Great idea, but there's a slight problem... You see, there are many `GPU`s that are out there in the market, and I don't know which you specifically have. But I have an `NVIDIA` GPU. And to process our code in a `GPU` we need to set our specific `GPU` device...

Right now, there are three main `GPU` companies out there in the market (Apologies if I don't know about the off market GPU brands):
1. NVIDIA (GTX/RTX)
2. AMD (RADEON/VEGA/RX)
3. INTEL (ARC)

Now, I will setup the `GPU` properly for my system (`NVIDIA`), but leave out links for the other two as well, because setting them up is nearly the same with a few pieces here and there...

Now `NVIDIA` specifically works on `CUDA` cores, which utilizes these cores in the GPU to process our data simultaneously...

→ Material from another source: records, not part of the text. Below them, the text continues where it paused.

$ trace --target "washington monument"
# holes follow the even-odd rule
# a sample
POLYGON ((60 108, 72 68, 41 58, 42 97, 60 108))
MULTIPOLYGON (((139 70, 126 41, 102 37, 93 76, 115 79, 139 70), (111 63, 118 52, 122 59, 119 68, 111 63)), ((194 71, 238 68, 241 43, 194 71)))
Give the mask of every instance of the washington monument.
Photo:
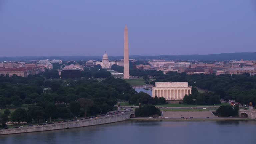
POLYGON ((128 29, 127 25, 124 28, 124 79, 129 79, 129 52, 128 48, 128 29))

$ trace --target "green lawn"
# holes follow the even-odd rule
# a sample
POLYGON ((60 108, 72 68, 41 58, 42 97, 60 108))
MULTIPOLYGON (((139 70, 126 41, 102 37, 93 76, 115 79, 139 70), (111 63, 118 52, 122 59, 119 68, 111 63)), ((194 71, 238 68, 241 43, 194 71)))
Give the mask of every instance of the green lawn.
MULTIPOLYGON (((222 105, 229 105, 230 104, 228 103, 221 103, 221 104, 216 105, 216 106, 222 105)), ((133 106, 133 105, 129 105, 129 102, 123 102, 120 103, 120 105, 121 106, 133 106)), ((166 104, 161 105, 154 105, 158 107, 193 107, 195 106, 213 106, 214 105, 185 105, 183 104, 166 104)))
POLYGON ((126 79, 126 82, 132 86, 143 85, 145 85, 145 81, 142 79, 126 79))

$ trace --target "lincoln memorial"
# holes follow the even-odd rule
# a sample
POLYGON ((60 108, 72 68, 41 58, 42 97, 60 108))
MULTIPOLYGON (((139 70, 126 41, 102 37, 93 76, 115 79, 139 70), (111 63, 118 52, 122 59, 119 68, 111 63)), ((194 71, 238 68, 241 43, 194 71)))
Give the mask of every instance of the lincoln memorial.
POLYGON ((152 96, 164 97, 166 100, 182 100, 185 94, 191 94, 192 87, 187 82, 156 82, 152 87, 152 96))

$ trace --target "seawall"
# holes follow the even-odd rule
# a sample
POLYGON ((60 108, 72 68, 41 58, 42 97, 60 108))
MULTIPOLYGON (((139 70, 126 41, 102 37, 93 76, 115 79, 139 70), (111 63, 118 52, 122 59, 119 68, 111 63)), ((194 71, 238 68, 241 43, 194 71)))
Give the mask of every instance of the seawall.
POLYGON ((134 112, 129 112, 93 119, 86 119, 44 125, 1 130, 0 130, 0 135, 57 130, 105 124, 123 121, 129 119, 131 115, 131 117, 133 117, 134 115, 134 112))

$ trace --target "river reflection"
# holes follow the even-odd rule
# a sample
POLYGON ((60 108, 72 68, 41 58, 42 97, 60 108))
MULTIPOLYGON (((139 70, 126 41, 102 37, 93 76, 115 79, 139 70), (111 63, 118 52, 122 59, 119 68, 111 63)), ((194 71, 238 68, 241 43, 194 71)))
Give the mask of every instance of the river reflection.
POLYGON ((252 143, 256 121, 125 121, 68 130, 0 136, 5 144, 252 143))

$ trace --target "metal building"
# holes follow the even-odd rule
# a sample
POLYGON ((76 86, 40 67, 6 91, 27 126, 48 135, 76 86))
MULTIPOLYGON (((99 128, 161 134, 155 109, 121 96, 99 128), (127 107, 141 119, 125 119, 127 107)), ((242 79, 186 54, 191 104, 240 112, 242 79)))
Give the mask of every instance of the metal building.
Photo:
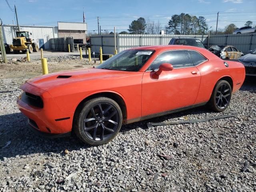
POLYGON ((58 22, 58 27, 59 37, 72 37, 74 41, 76 40, 80 42, 80 43, 86 43, 86 23, 58 22))
MULTIPOLYGON (((2 28, 4 42, 12 44, 12 38, 16 37, 15 32, 17 31, 17 26, 3 25, 2 28)), ((34 40, 40 48, 44 49, 50 48, 50 38, 58 37, 57 26, 20 25, 20 31, 29 32, 30 38, 34 40), (30 35, 30 33, 32 34, 30 35)))

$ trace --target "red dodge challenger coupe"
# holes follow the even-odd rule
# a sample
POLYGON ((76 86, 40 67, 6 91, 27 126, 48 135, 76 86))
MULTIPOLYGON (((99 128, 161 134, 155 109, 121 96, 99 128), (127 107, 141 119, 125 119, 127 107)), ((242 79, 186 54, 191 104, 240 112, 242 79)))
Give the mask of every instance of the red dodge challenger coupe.
POLYGON ((225 110, 245 76, 239 62, 206 49, 149 46, 122 51, 96 68, 30 79, 20 86, 20 110, 46 136, 73 132, 93 145, 109 142, 122 124, 205 105, 225 110))

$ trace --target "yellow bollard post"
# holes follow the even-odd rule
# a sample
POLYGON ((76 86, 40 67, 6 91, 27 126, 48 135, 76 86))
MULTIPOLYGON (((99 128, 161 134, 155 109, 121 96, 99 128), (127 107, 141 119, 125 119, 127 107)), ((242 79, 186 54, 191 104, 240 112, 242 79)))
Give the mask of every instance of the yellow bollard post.
POLYGON ((89 61, 92 61, 92 58, 91 58, 91 48, 88 48, 88 54, 89 55, 89 61))
POLYGON ((83 59, 83 55, 82 53, 82 47, 80 47, 79 49, 80 50, 80 60, 82 60, 83 59))
POLYGON ((30 61, 30 57, 29 56, 29 52, 28 49, 27 49, 27 59, 28 61, 30 61))
POLYGON ((100 47, 100 63, 102 63, 102 48, 100 47))
POLYGON ((42 70, 43 72, 43 75, 48 74, 47 59, 46 58, 42 58, 41 59, 41 62, 42 63, 42 70))
POLYGON ((44 58, 44 53, 43 52, 43 48, 41 48, 41 58, 44 58))

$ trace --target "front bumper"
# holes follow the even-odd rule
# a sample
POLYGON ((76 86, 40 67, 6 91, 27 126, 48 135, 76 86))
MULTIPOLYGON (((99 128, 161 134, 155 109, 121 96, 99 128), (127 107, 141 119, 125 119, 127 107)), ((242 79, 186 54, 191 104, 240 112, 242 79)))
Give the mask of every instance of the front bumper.
POLYGON ((52 134, 50 133, 45 133, 42 132, 38 130, 36 127, 34 127, 33 125, 31 124, 30 122, 29 119, 28 121, 27 126, 35 134, 40 136, 46 138, 60 138, 62 137, 69 137, 71 136, 71 132, 68 132, 65 133, 62 133, 60 134, 52 134))
MULTIPOLYGON (((28 118, 30 121, 28 124, 34 130, 41 132, 44 135, 46 135, 46 134, 52 135, 52 137, 59 137, 55 135, 70 134, 72 130, 74 113, 62 112, 47 91, 27 83, 22 85, 20 88, 26 92, 40 96, 44 102, 43 107, 40 108, 22 99, 22 96, 17 100, 19 109, 28 118)), ((22 94, 25 94, 25 92, 22 94)))
POLYGON ((10 47, 13 50, 22 50, 27 48, 27 46, 26 45, 21 45, 19 46, 14 46, 13 45, 10 45, 10 47))

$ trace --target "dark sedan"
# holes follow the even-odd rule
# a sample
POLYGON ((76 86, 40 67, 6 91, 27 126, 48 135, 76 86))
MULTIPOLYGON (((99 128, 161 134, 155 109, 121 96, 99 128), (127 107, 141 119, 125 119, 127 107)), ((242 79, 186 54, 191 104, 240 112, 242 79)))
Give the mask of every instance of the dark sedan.
POLYGON ((244 66, 246 75, 256 76, 256 49, 238 60, 244 66))

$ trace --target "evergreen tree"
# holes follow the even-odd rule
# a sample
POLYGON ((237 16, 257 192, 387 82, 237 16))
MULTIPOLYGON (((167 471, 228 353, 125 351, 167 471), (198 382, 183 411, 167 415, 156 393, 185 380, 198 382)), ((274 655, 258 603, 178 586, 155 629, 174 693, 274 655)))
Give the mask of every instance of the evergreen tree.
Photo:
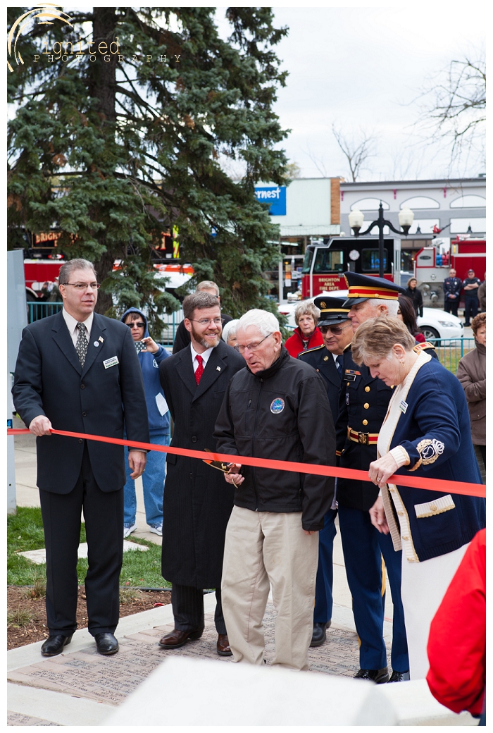
MULTIPOLYGON (((10 9, 11 25, 23 12, 10 9)), ((286 29, 267 7, 229 8, 227 41, 214 8, 67 12, 71 26, 24 32, 23 65, 8 73, 10 245, 20 226, 56 227, 68 257, 94 263, 100 312, 149 306, 159 326, 178 303, 153 277, 152 251, 177 227, 194 279, 218 283, 226 312, 273 309, 263 273, 277 265, 278 232, 253 186, 285 183, 273 104, 286 73, 273 47, 286 29), (224 156, 241 162, 241 181, 224 156)))

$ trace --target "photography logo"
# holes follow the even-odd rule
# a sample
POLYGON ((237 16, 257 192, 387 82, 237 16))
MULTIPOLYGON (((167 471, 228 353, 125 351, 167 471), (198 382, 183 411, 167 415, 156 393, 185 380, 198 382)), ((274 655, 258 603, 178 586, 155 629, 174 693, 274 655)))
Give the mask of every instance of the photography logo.
MULTIPOLYGON (((17 42, 26 26, 30 26, 33 21, 36 23, 37 18, 38 19, 37 25, 53 26, 54 25, 53 21, 61 21, 62 23, 66 23, 70 28, 73 28, 70 22, 72 21, 70 16, 63 12, 61 5, 55 5, 53 3, 41 3, 37 7, 23 13, 20 18, 18 18, 10 29, 7 44, 9 59, 10 60, 14 59, 18 66, 19 64, 23 65, 24 62, 20 51, 17 50, 17 42)), ((7 65, 10 71, 14 70, 8 59, 7 65)))

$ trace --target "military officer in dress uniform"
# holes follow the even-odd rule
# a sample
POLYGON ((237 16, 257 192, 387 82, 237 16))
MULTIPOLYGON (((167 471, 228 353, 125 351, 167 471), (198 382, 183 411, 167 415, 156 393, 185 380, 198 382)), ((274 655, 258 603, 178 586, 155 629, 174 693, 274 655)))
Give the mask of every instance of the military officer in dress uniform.
MULTIPOLYGON (((317 325, 324 343, 322 346, 303 351, 298 356, 299 359, 316 369, 323 378, 334 424, 339 408, 342 354, 352 339, 352 323, 347 314, 349 309, 343 308, 345 300, 345 298, 331 298, 327 295, 319 295, 314 299, 314 303, 320 311, 317 325)), ((334 523, 337 515, 336 507, 334 501, 332 508, 325 515, 324 528, 319 532, 319 567, 316 571, 314 633, 311 647, 319 647, 324 643, 332 618, 332 555, 336 533, 334 523)))
MULTIPOLYGON (((368 318, 396 315, 398 297, 404 288, 383 278, 344 273, 349 287, 344 306, 352 331, 368 318)), ((339 465, 368 471, 377 457, 377 441, 392 388, 373 379, 367 366, 357 366, 351 347, 343 355, 342 387, 336 423, 336 449, 339 465)), ((370 520, 368 510, 378 496, 370 482, 338 479, 337 499, 339 528, 353 614, 360 641, 360 670, 355 677, 377 684, 409 679, 409 657, 401 600, 400 552, 393 551, 389 535, 381 534, 370 520), (392 676, 389 679, 387 651, 383 640, 385 560, 392 589, 393 625, 392 676)))

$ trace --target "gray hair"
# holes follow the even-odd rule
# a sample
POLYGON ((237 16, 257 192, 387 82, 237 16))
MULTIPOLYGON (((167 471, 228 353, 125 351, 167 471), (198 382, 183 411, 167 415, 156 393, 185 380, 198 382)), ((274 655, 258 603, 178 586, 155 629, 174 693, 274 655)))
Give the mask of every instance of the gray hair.
POLYGON ((320 310, 311 301, 303 301, 301 303, 298 303, 294 309, 294 322, 297 325, 301 317, 305 315, 311 316, 315 324, 316 324, 317 320, 320 317, 320 310))
POLYGON ((195 289, 195 292, 200 292, 201 290, 214 290, 216 295, 219 295, 219 288, 212 280, 202 280, 201 282, 199 282, 195 289))
POLYGON ((390 316, 396 316, 399 310, 399 301, 390 301, 380 298, 369 298, 368 301, 373 306, 385 306, 390 316))
POLYGON ((214 308, 215 306, 220 307, 219 301, 215 295, 211 295, 210 292, 193 292, 183 301, 183 315, 191 320, 196 309, 214 308))
POLYGON ((92 262, 89 261, 89 259, 69 259, 67 262, 65 262, 65 264, 62 265, 60 268, 60 272, 58 276, 59 284, 67 285, 70 279, 70 275, 75 270, 92 270, 94 273, 94 277, 97 278, 94 266, 92 262))
POLYGON ((267 336, 274 331, 279 331, 279 321, 273 313, 253 308, 241 317, 237 323, 237 334, 239 331, 246 331, 251 327, 256 328, 263 336, 267 336))
POLYGON ((234 339, 236 336, 237 328, 238 325, 238 319, 234 319, 233 320, 228 321, 227 323, 224 324, 224 328, 223 328, 223 336, 222 339, 225 344, 228 343, 228 339, 229 336, 234 339))
POLYGON ((392 349, 400 344, 405 351, 414 348, 415 339, 399 318, 368 318, 357 327, 351 345, 351 356, 357 364, 373 360, 391 359, 392 349))

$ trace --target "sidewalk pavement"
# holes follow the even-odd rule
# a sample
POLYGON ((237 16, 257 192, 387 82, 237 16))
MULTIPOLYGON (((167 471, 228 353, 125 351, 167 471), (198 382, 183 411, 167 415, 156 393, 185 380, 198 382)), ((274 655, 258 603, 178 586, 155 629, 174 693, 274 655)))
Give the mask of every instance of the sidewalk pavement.
MULTIPOLYGON (((18 435, 15 444, 18 506, 39 506, 34 439, 30 435, 18 435)), ((135 536, 160 545, 161 538, 151 534, 145 522, 140 480, 137 482, 137 497, 138 529, 135 536)), ((384 636, 390 666, 392 602, 388 584, 387 588, 384 636)), ((334 547, 333 595, 333 621, 327 641, 322 647, 310 649, 308 655, 311 671, 328 675, 327 684, 330 675, 352 677, 359 668, 358 639, 338 532, 334 547)), ((78 630, 66 652, 54 658, 41 656, 41 641, 10 650, 7 652, 7 724, 104 725, 105 721, 114 713, 115 706, 127 699, 166 658, 195 658, 232 663, 231 658, 220 658, 215 651, 215 604, 213 593, 204 597, 204 635, 201 639, 174 651, 164 651, 157 643, 174 627, 171 605, 122 619, 116 630, 120 650, 112 657, 97 654, 86 629, 78 630)), ((270 601, 264 619, 267 666, 273 657, 275 619, 275 610, 270 601)), ((397 701, 395 705, 399 711, 398 724, 424 724, 423 721, 433 721, 435 725, 476 724, 468 713, 454 715, 436 702, 424 680, 388 685, 387 693, 397 701)), ((328 688, 327 695, 330 699, 328 688)), ((204 710, 204 724, 207 723, 208 712, 204 710)), ((153 724, 146 723, 145 710, 142 711, 141 724, 153 724)), ((309 720, 307 724, 310 724, 309 720)))

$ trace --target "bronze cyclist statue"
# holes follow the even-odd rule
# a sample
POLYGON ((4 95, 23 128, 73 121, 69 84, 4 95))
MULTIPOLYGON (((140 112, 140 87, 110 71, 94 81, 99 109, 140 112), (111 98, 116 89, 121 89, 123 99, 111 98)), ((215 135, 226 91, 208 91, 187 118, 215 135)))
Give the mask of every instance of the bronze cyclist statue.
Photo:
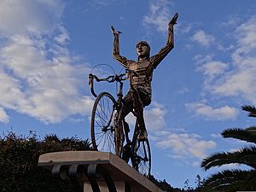
MULTIPOLYGON (((150 56, 150 46, 146 41, 140 41, 137 44, 137 54, 138 55, 137 61, 128 60, 119 54, 119 31, 115 31, 111 26, 112 33, 113 35, 113 57, 117 60, 123 67, 125 67, 130 73, 131 88, 127 95, 124 97, 126 106, 130 108, 134 108, 134 99, 137 99, 136 102, 138 113, 138 124, 140 132, 137 139, 143 141, 147 138, 148 133, 146 131, 145 122, 143 119, 143 107, 148 106, 151 102, 152 88, 151 81, 154 70, 157 67, 160 62, 168 55, 168 53, 174 47, 174 31, 173 26, 177 23, 177 13, 168 24, 167 41, 164 48, 162 48, 156 55, 150 56), (136 91, 137 98, 134 98, 134 91, 136 91), (138 104, 139 103, 139 104, 138 104)), ((125 117, 131 112, 125 105, 122 106, 121 113, 122 119, 119 119, 119 124, 125 120, 125 117)), ((125 123, 125 128, 129 129, 128 124, 125 123)))

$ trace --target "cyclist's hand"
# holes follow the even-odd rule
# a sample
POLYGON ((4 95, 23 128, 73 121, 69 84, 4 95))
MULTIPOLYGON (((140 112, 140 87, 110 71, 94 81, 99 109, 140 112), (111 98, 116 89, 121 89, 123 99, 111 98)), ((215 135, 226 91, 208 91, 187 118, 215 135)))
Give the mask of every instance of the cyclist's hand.
POLYGON ((113 26, 111 26, 111 32, 112 32, 112 33, 113 33, 114 36, 115 36, 115 35, 119 35, 119 34, 122 33, 120 31, 115 31, 113 26))
POLYGON ((169 26, 174 26, 175 24, 177 24, 177 17, 178 17, 178 14, 176 13, 176 14, 174 15, 174 16, 172 17, 172 19, 170 20, 169 26))

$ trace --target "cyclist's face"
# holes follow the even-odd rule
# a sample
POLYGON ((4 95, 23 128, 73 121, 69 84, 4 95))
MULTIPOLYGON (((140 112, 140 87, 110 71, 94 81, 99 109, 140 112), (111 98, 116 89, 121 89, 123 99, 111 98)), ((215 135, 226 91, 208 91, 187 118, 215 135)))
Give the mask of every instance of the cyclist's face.
POLYGON ((148 45, 144 44, 139 44, 137 46, 137 55, 141 57, 149 55, 149 48, 148 45))

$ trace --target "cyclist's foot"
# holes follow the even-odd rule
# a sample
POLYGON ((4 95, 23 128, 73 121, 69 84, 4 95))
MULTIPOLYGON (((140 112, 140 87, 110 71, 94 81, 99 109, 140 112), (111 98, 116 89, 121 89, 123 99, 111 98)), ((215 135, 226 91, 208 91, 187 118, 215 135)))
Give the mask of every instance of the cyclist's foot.
POLYGON ((137 136, 137 140, 142 142, 145 141, 148 138, 148 132, 146 130, 141 130, 138 136, 137 136))

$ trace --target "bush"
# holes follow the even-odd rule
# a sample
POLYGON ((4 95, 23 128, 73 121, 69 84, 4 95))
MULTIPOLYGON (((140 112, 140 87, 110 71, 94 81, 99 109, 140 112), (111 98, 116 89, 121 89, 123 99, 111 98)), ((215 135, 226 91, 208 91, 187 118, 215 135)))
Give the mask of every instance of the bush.
POLYGON ((88 140, 77 137, 59 139, 50 135, 40 141, 32 132, 29 137, 9 132, 0 138, 0 191, 73 191, 71 183, 54 178, 50 172, 38 166, 39 155, 55 151, 90 149, 88 140))

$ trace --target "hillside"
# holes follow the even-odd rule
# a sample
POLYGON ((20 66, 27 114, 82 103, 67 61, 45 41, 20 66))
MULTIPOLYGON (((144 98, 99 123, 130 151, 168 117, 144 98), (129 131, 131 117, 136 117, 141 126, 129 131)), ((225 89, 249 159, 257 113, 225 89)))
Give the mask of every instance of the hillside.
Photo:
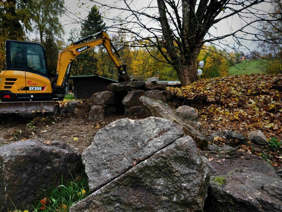
POLYGON ((262 72, 258 68, 258 66, 261 65, 262 62, 260 60, 242 60, 240 63, 236 64, 235 66, 230 66, 229 75, 234 76, 263 74, 262 72))
MULTIPOLYGON (((282 142, 282 74, 202 79, 170 90, 198 111, 206 136, 231 129, 247 137, 247 132, 260 130, 268 139, 277 138, 282 142)), ((249 148, 271 159, 274 166, 282 167, 282 152, 273 151, 269 146, 263 150, 249 148)))

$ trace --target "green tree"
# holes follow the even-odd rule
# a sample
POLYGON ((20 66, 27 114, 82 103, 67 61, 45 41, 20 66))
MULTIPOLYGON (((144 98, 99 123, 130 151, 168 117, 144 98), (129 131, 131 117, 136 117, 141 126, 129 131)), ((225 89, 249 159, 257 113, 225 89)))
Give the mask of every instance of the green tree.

And in order to do that we need two things:
1. <a href="https://developer.nvidia.com/cuda-downloads">CUDA Toolkit</a>
2. <a href="https://developer.nvidia.com/cudnn-downloads">CUDnn for CUDA</a> (optional)

And the installations are pretty straight forward... You just need to follow the setup for `CUDA` first and then `CUDnn` generally comes in a `.zip` package, which you can extract and copy paste the files that correspond to the `CUDA` folder...

Now `AMD` specifically uses <a href="https://www.amd.com/en/developer/resources/rocm-hub/hip-sdk.html">ROCm</a> for it's graphics processing...

And `Intel` specifically uses <a href="https://www.intel.com/content/www/us/en/developer/tools/openvino-toolkit/download.htm">OpenVINO</a> for it's graphics processing...

And you can choose your specific `GPU` from these three resource links...

And finally if you're using `Google Colab` for this script, you can simply change your current runtime type like this:
![Google Colab GPU Change](ExplanationMedia/Images/ColabGPUChange.gif)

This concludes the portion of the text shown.